Внезапно я вспомнил о том, что у меня за спиной лежит она — большая, завернутая в брезент и сверкающая так сильно, что блеск ее вот-вот просочится через грубое полотно. Я испуганно обернулся.
Они не должны найти ее ни в коем случае.
Поэтому, прежде чем они успели добраться до моей времянки, я снял замки с цепей, отделявших меня от них, а их — от меня. Я распахнул дверь, когда они были от нее не более чем в трех шагах, посеяв в их рядах немалое смятение.
Волнение прокатилось по рядам рабочих, когда они поняли, что сегодня вечером в ритуале ожидаются непредвиденные изменения. Обычно они насмехались надо мной за толстой алюминиевой дверью или под одним из закопченных окон времянки. Я и так-то нечасто покидал свое жилище — тем более при таком столпотворении вокруг.
Я смотрел через полуоткрытую дверь на неподвижно застывшую троицу.
В течение какого-то мгновения стояла абсолютная тишина, если не считать приглушенного шума работающих машин, доносившегося с соседних свалок. Рабочие смотрели на меня, на мое лицо, черты которого искажала маска.
Один из троицы обернулся и вопросительно посмотрел на собравшуюся толпу.
Я начал жалеть о том, что открыл дверь: я хотел удержать их подальше от моей находки, а добился того, что своим необычным поведением только возбудил их любопытство. Мы все были детьми конвейера — жизнь наша представляла собой постоянное и бесконечное повторение одинаковых ситуаций. Так мы существовали.
И вот повторение нарушилось.
— Пойдешь с нами сегодня? — спросил рабочий, возглавлявший трио, пытаясь вернуть происходящее в рамки традиционного сценария. Его мускулистые плечи были обнажены, обе руки заканчивались парой мясистых клещей, усеянных мелкими металлическими зубчиками. Он стоял, широко расставив ноги, подошвы его башмаков глубоко ушли в мягкую пыль, покрывавшую землю на территории свалки.
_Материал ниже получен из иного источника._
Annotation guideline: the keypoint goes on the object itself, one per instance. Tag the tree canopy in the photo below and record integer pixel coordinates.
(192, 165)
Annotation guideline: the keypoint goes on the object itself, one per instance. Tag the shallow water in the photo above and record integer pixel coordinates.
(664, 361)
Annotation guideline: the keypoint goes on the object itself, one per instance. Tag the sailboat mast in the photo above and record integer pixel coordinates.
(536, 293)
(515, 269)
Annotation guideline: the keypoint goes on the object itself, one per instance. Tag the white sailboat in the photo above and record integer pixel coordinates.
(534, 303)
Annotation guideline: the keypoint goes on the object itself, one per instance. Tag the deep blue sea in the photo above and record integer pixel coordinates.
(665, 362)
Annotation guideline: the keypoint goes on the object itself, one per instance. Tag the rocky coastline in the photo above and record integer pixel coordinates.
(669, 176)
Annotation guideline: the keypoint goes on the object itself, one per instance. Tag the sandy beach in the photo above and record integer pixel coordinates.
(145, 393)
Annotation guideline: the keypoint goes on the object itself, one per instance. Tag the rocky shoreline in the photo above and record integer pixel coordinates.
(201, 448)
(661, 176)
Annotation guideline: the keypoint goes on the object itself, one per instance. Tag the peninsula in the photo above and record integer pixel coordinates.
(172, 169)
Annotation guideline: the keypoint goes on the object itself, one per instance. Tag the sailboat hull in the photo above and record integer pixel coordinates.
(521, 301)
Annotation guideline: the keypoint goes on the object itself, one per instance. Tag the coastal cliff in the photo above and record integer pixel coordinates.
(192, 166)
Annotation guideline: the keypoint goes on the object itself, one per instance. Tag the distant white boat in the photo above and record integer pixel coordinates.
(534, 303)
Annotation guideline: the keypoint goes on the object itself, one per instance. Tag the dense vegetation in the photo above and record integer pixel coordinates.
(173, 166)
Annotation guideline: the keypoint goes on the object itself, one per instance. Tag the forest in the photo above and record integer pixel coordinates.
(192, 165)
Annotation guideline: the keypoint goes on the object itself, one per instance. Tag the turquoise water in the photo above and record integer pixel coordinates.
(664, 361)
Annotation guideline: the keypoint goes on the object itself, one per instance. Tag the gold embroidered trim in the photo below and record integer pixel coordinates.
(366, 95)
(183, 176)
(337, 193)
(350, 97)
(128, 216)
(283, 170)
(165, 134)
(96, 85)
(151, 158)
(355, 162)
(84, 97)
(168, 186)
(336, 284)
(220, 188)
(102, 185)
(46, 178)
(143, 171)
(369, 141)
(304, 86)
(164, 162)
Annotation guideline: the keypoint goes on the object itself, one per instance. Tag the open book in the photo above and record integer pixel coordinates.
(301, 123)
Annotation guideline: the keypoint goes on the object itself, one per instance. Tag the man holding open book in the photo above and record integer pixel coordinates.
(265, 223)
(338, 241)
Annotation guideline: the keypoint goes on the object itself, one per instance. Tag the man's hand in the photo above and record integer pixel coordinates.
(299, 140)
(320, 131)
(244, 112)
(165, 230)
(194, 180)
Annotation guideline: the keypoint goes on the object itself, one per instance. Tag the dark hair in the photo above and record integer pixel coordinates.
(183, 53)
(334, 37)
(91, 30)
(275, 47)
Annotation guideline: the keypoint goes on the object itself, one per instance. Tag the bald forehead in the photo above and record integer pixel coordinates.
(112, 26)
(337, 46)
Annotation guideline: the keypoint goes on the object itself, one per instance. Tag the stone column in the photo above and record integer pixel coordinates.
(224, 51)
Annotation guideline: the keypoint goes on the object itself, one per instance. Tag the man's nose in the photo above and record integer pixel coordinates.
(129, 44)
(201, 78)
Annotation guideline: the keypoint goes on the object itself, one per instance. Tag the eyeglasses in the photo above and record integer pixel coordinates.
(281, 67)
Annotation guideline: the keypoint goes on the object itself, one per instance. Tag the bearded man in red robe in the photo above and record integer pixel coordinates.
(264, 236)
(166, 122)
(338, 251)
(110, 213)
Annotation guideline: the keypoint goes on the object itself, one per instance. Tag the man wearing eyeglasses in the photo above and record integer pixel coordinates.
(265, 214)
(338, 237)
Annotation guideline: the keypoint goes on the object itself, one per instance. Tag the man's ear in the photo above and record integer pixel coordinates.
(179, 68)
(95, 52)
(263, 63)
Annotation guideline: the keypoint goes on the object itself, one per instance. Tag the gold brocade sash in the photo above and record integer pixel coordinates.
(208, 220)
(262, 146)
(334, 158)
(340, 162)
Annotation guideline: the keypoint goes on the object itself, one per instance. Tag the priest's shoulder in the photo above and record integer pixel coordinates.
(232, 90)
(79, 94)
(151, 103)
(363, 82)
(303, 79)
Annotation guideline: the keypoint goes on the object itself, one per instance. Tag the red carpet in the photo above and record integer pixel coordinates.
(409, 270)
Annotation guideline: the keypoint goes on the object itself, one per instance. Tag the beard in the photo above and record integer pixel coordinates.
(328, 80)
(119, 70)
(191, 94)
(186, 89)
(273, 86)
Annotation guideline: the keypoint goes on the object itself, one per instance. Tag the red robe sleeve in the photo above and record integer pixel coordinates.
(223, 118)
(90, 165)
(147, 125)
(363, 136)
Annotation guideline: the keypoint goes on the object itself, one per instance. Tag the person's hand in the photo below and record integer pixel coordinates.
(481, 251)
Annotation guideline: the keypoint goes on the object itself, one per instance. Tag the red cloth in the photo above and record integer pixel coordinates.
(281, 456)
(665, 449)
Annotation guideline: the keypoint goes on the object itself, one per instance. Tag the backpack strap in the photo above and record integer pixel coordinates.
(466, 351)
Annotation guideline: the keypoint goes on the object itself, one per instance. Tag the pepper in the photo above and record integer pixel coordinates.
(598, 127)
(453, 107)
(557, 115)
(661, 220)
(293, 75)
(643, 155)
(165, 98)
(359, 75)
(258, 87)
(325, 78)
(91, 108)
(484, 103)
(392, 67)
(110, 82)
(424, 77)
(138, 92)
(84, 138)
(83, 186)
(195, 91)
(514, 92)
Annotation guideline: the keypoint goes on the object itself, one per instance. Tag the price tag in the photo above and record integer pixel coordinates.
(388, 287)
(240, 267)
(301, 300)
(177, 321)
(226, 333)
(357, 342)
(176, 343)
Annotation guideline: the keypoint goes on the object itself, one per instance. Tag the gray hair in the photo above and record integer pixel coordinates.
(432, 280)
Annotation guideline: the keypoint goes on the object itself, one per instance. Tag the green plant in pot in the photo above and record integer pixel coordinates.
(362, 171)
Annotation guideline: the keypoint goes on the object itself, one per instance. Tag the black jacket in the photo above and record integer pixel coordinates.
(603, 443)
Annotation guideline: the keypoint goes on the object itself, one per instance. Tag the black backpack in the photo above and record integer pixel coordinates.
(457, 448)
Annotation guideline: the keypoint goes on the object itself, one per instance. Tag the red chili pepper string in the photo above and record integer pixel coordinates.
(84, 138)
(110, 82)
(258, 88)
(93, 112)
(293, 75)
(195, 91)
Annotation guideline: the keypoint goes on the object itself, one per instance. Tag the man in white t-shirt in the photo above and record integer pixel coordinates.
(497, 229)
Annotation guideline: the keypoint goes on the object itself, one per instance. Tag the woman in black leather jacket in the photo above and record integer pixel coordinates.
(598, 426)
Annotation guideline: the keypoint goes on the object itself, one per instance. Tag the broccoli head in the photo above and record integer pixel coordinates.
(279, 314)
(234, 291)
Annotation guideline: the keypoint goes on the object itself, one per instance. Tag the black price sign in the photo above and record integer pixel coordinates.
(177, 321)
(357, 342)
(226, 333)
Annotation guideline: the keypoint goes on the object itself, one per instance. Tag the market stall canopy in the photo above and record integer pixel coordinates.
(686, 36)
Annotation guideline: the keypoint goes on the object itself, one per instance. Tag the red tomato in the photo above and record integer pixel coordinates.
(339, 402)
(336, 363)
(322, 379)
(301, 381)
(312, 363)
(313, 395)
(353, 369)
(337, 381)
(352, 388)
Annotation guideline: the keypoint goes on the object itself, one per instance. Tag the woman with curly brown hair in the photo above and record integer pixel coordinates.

Из пневматического клапана на боковой стороне моего дыхательного аппарата с шипением вырвалась струя пара.
Я покачал головой.
Последовала непродолжительная пауза, затем в задних рядах кто-то захохотал, затем смех, распространившись, словно эпидемия, охватил всю собравшуюся толпу. Они смеялись надо мной. Они смеялись над трусом, который отказывается драться, — и от облегчения, что восстановился привычный ход вещей.
Рабочий, который задал мне вопрос, угрожающе наклонил голову, продемонстрировав покрывавшую его череп свежую металлическую пластину — возможно, последствие вчерашнего поединка.
Я попытался взглянуть им в глаза, но, как всегда, не сумел и, отведя взгляд, принялся рассматривать землю у себя под ногами. Впрочем, краешком глаза я заметил, что троица поплелась восвояси и, как только послышались первые удары металла о металл, вернулся в свое жилище.
Очутившись внутри, я лишился сил. Мой дыхательный аппарат сердито свистел от избыточной нагрузки. Под его весом я рухнул на холодный пол и заснул в объятиях забвения — единственного существа, которое когда-либо разделяло со мной сон.
Через некоторое время я очнулся. В той части города, где расположена наша свалка, разница между ночью и днем не слишком заметна: густой черный дым, извергаемый нами, висит в небе такими густыми клубами, что становится для нас родным, словно материнские объятия. Поэтому наша работа служит для нас единственным способом следить за прохождением времени.
Хотя большинство вечером отправляется на площадку для боев, ремонтники возвращаются на рабочие места первыми, потому что обслуживание машин происходит именно в перерывах между сменами. Остальные же рабочие отдыхают в казармах, а затем ежедневный цикл, похожий на змею, вцепившуюся в собственный хвост, начинается снова, и настает время для работы.
Я никогда не сплю; по большей части я смотрю в единственное окно времянки на странные узоры, которые дым, вырывающийся из труб, рисует на бескрайнем, огромном черном небе, на котором звезды кажутся просто заклепками.
Но этой ночью, перед тем как начать смотреть в окно, я сначала проверил мою Призму — именно такое имя для нее бессознательно родилось в моем мозгу, — потому что меня терзал бессмысленный панический страх; я боялся, что она исчезнет, когда я проснусь. Я прикоснулся к брезентовому полотнищу, покрывавшему ее, почти уверенный в том, что обнаружу под ним пустоту.